Novel Phenolic Compounds as Potential Dual EGFR and COX-2 Inhibitors: Design, Semisynthesis, in vitro Biological Evaluation and in silico Insights

Abstract

Introduction

Epidermal growth factor receptor (EGFR) inhibition is an imperative therapeutic approach targeting various types of cancer including colorectal, lung, breast, and pancreatic cancer types. Moreover, cyclooxygenase-2 (COX-2) is frequently overexpressed in different types of cancers and has a role in the promotion of malignancy, apoptosis inhibition, and metastasis of tumor cells. Combination therapy has been emerged to improve the therapeutic benefit against cancer and curb intrinsic and acquired resistance.

Methods

Three semi-synthetic series of compounds (C1-4, P1-4, and G1-4) were prepared and evaluated biologically as potential dual epidermal growth factor receptor (EGFR) and COX-2 inhibitors.
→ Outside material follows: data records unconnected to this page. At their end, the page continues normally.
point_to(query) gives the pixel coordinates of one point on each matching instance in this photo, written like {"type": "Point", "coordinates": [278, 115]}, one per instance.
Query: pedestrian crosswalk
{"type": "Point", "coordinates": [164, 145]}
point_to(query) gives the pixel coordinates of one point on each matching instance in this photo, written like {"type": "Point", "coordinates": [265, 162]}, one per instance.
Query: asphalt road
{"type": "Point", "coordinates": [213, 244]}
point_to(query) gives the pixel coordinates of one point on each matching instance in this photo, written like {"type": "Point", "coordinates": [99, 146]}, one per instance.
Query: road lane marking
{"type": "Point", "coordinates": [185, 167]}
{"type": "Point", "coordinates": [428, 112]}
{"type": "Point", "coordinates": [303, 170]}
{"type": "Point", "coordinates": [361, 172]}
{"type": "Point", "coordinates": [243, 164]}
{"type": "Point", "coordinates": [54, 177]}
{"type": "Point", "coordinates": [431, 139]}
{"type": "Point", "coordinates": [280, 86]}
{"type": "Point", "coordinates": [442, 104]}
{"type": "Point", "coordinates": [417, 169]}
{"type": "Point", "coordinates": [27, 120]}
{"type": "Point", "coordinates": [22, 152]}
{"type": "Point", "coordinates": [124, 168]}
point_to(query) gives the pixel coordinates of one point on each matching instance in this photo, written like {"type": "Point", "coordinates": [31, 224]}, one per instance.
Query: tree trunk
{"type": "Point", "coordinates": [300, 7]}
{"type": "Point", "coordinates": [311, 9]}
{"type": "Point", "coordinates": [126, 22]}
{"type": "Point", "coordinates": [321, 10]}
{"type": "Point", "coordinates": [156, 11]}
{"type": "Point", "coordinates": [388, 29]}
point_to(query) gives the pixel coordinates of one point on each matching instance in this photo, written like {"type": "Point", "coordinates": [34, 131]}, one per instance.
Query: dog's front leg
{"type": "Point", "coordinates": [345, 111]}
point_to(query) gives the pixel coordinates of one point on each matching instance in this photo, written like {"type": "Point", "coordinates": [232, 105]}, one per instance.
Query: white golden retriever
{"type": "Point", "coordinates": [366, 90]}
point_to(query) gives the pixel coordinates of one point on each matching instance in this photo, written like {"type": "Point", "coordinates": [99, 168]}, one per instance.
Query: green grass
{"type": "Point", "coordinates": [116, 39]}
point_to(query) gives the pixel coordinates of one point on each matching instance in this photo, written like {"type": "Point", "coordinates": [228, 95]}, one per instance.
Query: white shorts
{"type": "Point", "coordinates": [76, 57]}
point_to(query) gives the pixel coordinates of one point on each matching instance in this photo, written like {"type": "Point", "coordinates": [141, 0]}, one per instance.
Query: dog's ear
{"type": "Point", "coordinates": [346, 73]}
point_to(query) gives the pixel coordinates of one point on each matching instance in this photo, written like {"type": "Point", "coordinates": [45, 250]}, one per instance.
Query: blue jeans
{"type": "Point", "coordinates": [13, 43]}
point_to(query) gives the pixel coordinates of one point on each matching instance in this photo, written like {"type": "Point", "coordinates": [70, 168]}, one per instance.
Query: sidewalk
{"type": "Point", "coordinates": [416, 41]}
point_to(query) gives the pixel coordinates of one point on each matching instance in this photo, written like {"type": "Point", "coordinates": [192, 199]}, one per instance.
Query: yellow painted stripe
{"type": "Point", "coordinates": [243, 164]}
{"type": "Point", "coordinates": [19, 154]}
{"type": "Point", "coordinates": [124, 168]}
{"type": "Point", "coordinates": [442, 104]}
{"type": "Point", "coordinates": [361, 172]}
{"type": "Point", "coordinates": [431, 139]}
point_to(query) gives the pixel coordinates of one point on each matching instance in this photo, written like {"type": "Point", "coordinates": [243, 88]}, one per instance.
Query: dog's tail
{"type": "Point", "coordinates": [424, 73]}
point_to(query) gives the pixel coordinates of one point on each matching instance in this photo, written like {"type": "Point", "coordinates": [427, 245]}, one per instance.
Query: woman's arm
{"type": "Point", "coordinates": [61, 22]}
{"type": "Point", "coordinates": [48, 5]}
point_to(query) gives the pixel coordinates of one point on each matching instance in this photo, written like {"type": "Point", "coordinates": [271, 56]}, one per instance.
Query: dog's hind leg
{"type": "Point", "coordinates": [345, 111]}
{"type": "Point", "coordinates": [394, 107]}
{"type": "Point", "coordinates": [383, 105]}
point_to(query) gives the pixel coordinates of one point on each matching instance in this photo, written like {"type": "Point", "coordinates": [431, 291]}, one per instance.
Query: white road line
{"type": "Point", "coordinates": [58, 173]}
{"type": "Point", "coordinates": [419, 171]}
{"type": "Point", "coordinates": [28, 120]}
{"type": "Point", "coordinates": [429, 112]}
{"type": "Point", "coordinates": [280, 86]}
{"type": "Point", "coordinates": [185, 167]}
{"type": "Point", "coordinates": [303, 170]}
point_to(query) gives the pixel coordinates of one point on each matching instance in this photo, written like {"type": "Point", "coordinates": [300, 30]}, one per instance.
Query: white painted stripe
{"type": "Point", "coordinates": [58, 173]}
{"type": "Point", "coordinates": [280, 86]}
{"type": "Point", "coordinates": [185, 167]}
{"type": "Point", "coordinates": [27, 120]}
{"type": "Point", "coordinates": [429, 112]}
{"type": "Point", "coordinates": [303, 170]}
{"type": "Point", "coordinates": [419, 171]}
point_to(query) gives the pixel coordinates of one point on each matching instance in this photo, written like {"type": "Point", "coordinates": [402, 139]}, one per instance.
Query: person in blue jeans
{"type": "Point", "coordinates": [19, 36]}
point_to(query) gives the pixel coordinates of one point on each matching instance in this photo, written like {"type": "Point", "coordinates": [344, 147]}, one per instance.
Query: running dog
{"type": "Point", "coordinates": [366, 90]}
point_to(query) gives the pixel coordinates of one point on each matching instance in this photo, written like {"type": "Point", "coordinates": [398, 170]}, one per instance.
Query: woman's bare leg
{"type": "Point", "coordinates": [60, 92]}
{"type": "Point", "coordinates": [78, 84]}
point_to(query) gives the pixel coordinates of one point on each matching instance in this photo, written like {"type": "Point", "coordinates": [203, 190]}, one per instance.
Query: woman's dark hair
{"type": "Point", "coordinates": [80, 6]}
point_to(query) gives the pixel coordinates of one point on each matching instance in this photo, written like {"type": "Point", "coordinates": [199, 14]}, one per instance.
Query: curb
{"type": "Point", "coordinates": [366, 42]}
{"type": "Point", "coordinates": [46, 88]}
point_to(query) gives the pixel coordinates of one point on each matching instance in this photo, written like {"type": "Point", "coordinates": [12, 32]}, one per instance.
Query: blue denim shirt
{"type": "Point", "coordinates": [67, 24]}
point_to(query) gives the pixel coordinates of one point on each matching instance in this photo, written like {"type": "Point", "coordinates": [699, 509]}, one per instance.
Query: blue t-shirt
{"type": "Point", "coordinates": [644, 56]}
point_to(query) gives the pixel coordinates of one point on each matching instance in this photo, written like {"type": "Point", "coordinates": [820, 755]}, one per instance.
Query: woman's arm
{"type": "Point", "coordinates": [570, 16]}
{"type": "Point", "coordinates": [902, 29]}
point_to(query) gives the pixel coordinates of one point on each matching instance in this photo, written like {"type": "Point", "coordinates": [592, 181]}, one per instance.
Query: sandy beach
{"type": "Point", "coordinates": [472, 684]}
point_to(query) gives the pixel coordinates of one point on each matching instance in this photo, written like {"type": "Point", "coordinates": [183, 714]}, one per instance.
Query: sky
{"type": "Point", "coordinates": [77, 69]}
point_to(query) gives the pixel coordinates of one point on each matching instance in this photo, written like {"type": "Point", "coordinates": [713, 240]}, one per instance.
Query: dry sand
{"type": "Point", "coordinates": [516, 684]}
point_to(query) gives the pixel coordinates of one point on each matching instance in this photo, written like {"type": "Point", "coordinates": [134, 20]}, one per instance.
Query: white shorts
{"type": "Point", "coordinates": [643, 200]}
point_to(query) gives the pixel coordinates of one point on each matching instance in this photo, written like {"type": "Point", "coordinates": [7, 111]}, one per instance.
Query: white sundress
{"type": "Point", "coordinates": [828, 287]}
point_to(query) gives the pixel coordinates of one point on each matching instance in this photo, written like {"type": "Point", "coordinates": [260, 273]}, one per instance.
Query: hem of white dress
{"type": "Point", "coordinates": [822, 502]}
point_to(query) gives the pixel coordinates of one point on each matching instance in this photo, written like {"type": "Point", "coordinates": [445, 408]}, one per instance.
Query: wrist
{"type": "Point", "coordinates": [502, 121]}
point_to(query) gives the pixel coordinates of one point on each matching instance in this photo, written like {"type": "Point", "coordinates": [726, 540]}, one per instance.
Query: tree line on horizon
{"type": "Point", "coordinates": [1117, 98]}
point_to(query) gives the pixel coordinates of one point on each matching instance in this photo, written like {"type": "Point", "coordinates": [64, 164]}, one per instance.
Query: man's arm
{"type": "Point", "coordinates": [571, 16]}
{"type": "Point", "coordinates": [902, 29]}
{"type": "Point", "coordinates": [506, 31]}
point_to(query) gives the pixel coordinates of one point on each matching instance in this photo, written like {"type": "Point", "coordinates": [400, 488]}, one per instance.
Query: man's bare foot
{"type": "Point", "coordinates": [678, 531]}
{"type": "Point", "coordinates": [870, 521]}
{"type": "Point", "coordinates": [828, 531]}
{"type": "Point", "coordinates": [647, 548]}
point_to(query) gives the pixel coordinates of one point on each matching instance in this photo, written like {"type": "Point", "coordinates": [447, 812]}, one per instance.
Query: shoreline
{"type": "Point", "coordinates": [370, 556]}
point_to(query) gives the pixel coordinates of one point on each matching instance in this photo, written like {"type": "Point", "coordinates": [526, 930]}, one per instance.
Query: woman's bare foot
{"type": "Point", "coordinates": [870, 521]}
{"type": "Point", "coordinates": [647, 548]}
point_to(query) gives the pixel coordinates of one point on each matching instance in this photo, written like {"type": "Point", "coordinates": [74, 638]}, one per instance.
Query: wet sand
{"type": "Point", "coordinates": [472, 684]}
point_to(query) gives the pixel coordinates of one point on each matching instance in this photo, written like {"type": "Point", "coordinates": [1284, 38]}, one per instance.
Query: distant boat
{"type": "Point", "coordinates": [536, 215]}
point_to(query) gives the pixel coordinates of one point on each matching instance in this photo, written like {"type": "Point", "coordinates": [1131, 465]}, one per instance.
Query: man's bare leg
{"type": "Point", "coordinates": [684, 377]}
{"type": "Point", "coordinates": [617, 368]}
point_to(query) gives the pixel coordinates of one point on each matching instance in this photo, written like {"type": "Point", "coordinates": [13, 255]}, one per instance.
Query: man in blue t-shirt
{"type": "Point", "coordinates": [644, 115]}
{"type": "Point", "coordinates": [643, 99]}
The main phenolic constituents of Amaranthus spinosus L. (p-coumaric, caffeic and gallic) acids have been isolated and subsequently subjected to diazo coupling with various amines to get novel three chemical scaffolds with potential anticancer activities.

Results

Compounds C4 and G4 showed superior inhibitory activity against EGFR (IC₅₀: 0.9 and 0.5 µM, respectively) and displayed good COX-2 inhibition (IC₅₀: 4.35 and 2.47 µM, respectively). Moreover, the final compounds were further evaluated for their cytotoxic activity against human colon cancer (HT-29), pancreatic cancer (PaCa-2), human malignant melanoma (A375), lung cancer (H-460), and pancreatic ductal cancer (Panc-1) cell lines. Interestingly, compounds C4 and G4 exhibited the highest cytotoxic activity with average IC₅₀ values of 1.5 µM and 2.8 µM against H-460 and Panc-1, respectively. The virtual docking study was conducted to gain proper understandings of the plausible-binding modes of target compounds within EGFR and COX-2 binding sites.

Discussion

The NMR of prepared compounds showed characteristic peaks that confirmed the structure of the target compounds. The synthesized benzoxazolyl scaffold containing compounds showed inhibitory activities for both COXs and EGFR which are consistent with the virtual docking study.

Keywords:

• kinase inhibitors
• anti-inflammatory
• multitarget agents
• BRAF
• anticancer

Acknowledgments

The authors extend their appreciation to the Deanship of Scientific Research at Jouf University for funding this work through research grant No (DSR-2021-01-0103). The authors would like to extend their sincere appreciation to Taif University for funding this project through the Researchers Supporting program, (Project number TURSP-2020/208), Taif University, Taif, Saudi Arabia. Also, the authors thank AlMarrefa, University, Ad Diriyah, 13713, Saudi Arabia for support and Dr Ahmed Khames for his evert in reviewing and editing manuscript.

Disclosure

The authors reported no conflicts of interest for this work.